Last month, the Pulitzer Prize-winning author was awarded the Kirkus Prize for the same non-fiction work, and in April, he received a Guggenheim Fellowship to support “The Los Angeles Novellas,” a series of short fiction works about the history of the Los Angeles metropolis and its future.

“Héctor Tobar’s words carry us across genres and geographies, always illuminating the paradoxes of our intertwined pasts and reaching toward new visions for the future,” says Bill Maurer, UCI social sciences dean. “We are privileged to count him among our faculty and I at least eagerly await each new work.”

Tobar began his career in the late 1980s as an editor of El Tecolote, a San Francisco newspaper. He then moved on to the Los Angeles Times where he spent five years as a metro reporter (1988-93) and took a brief hiatus to work for one year as the features editor at the LA Weekly before returning to the LA Times. He spent 18 years with the Los Angeles paper, holding posts as critic, columnist, foreign correspondent, national correspondent, and city reporter. Among his career highlights: three years as the Mexico City bureau chief, four years as the Buenos Aires bureau chief, and three years as a national correspondent. He also worked in the publication’s Baghdad bureau. He earned numerous awards for his writing, including a Pulitzer Prize for breaking news with the staff in 1993 and an Inter-American Press Association Award for Feature Writing. In 2006, Tobar was named among the 100 Most Influential Hispanics in the United States by Hispanic Business Magazine. He left the LA Times in 2014 and in the years since has worked as a contributor to the op-ed pages of The New York Times, while his short stories and essays have appeared in The New Yorker, and Best American Short Stories 2016 and 2022.

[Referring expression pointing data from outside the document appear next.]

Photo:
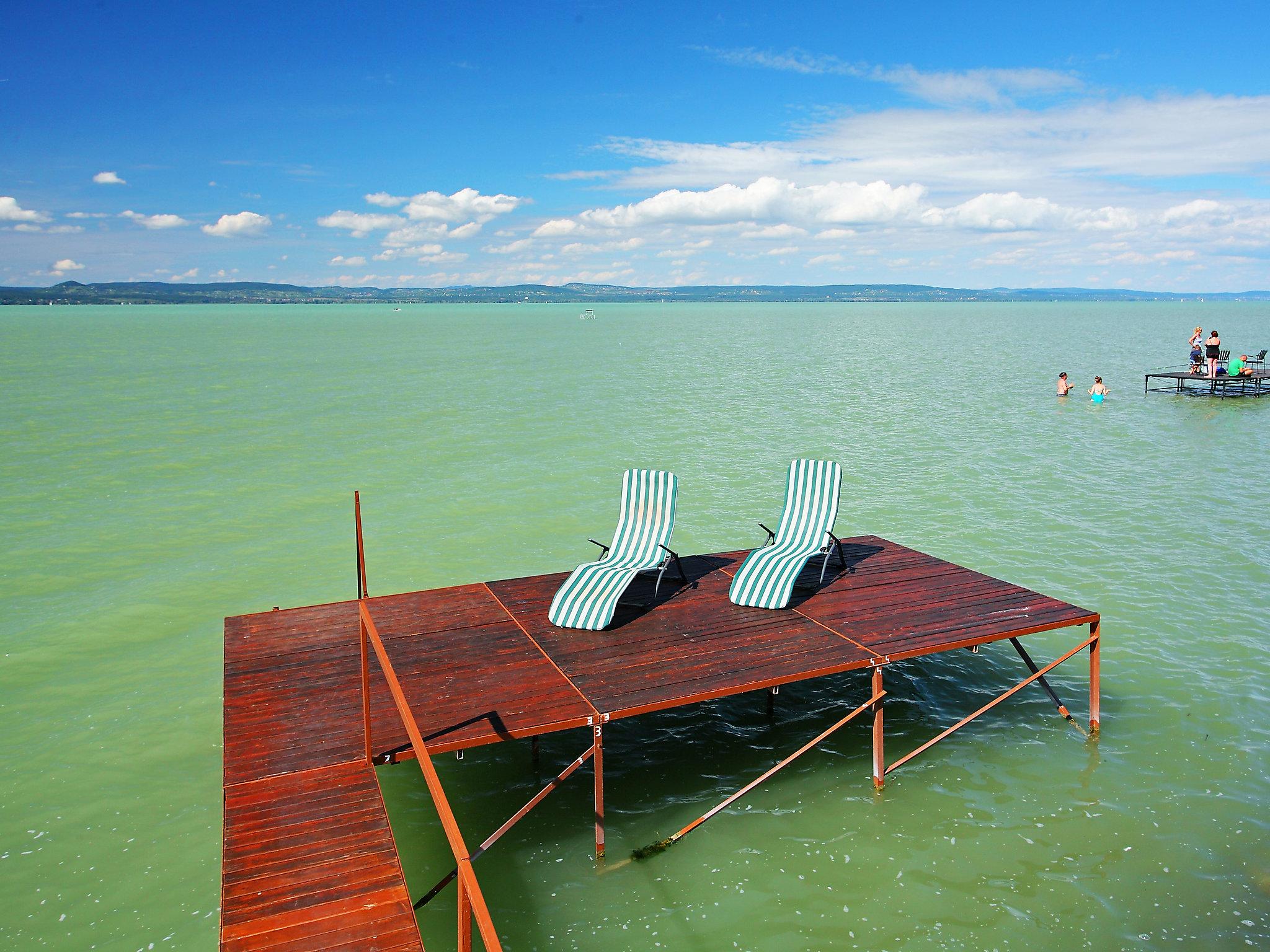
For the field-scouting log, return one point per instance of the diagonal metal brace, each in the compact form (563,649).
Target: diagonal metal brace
(992,703)
(1032,667)
(516,818)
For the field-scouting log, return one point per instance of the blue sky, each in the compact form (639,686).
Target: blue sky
(432,144)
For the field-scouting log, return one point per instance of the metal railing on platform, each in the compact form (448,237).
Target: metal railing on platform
(471,902)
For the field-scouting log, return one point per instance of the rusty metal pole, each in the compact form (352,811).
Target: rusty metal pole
(600,790)
(465,919)
(366,694)
(361,549)
(879,764)
(1095,676)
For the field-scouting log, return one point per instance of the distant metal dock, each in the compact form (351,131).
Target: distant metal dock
(1201,384)
(315,697)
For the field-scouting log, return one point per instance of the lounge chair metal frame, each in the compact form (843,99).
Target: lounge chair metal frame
(671,557)
(827,549)
(770,574)
(646,521)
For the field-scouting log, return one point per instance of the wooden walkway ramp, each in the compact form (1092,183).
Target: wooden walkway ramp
(309,858)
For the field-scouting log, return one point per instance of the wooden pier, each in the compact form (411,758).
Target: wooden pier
(315,697)
(1201,384)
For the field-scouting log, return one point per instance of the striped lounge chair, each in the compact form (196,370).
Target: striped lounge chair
(588,597)
(766,578)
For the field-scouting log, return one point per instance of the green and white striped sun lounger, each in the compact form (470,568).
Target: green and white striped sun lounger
(766,578)
(588,597)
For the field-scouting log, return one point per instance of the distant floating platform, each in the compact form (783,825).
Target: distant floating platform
(1203,385)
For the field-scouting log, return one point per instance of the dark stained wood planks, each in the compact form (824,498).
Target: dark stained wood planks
(693,646)
(309,858)
(310,865)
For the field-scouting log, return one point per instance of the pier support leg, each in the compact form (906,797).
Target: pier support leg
(366,695)
(600,790)
(465,919)
(879,764)
(1095,677)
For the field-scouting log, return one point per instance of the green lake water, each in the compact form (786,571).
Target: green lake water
(163,467)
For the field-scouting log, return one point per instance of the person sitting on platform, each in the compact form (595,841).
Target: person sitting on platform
(1238,367)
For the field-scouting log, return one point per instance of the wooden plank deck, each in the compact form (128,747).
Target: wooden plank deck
(481,664)
(309,863)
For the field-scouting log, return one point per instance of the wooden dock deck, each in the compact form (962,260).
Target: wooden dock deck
(309,860)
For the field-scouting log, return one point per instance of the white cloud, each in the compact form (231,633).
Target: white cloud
(464,205)
(1013,213)
(768,200)
(946,87)
(155,221)
(385,201)
(361,224)
(510,248)
(12,211)
(556,227)
(418,250)
(1202,208)
(775,231)
(242,225)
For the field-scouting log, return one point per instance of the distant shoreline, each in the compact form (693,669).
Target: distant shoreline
(74,293)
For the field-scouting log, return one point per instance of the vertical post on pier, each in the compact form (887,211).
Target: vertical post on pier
(598,759)
(361,550)
(879,765)
(465,918)
(366,691)
(1095,676)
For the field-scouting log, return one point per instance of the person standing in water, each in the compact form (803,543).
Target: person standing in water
(1197,338)
(1212,351)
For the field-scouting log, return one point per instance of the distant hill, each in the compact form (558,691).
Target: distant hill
(73,293)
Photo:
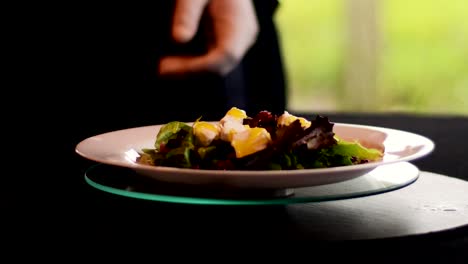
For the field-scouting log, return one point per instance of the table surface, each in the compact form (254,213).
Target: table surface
(68,199)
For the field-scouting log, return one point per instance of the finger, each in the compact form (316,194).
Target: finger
(214,61)
(186,19)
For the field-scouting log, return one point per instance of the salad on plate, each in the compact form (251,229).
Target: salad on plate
(265,141)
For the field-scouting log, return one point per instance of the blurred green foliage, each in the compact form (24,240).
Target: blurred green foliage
(423,54)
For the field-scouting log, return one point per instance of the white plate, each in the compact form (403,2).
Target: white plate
(120,148)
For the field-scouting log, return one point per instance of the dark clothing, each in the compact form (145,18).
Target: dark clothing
(116,81)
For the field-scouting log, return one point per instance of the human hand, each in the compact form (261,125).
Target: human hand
(234,31)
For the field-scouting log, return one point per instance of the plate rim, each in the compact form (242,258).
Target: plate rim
(429,148)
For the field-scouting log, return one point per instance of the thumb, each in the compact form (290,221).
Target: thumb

Tobar earned his MFA in creative writing, fiction at UCI in 1995. Alongside his journalism career, he’s taught at Loyola Marymount University, Pomona College, and Queens University in Charlotte, North Carolina. From 2014 to 2017, he was an assistant professor in the School of Journalism and Communications at the University of Oregon before he returned to his Anteater roots in 2017 as a member of the UCI faculty in both the School of Social Sciences and School of Humanities.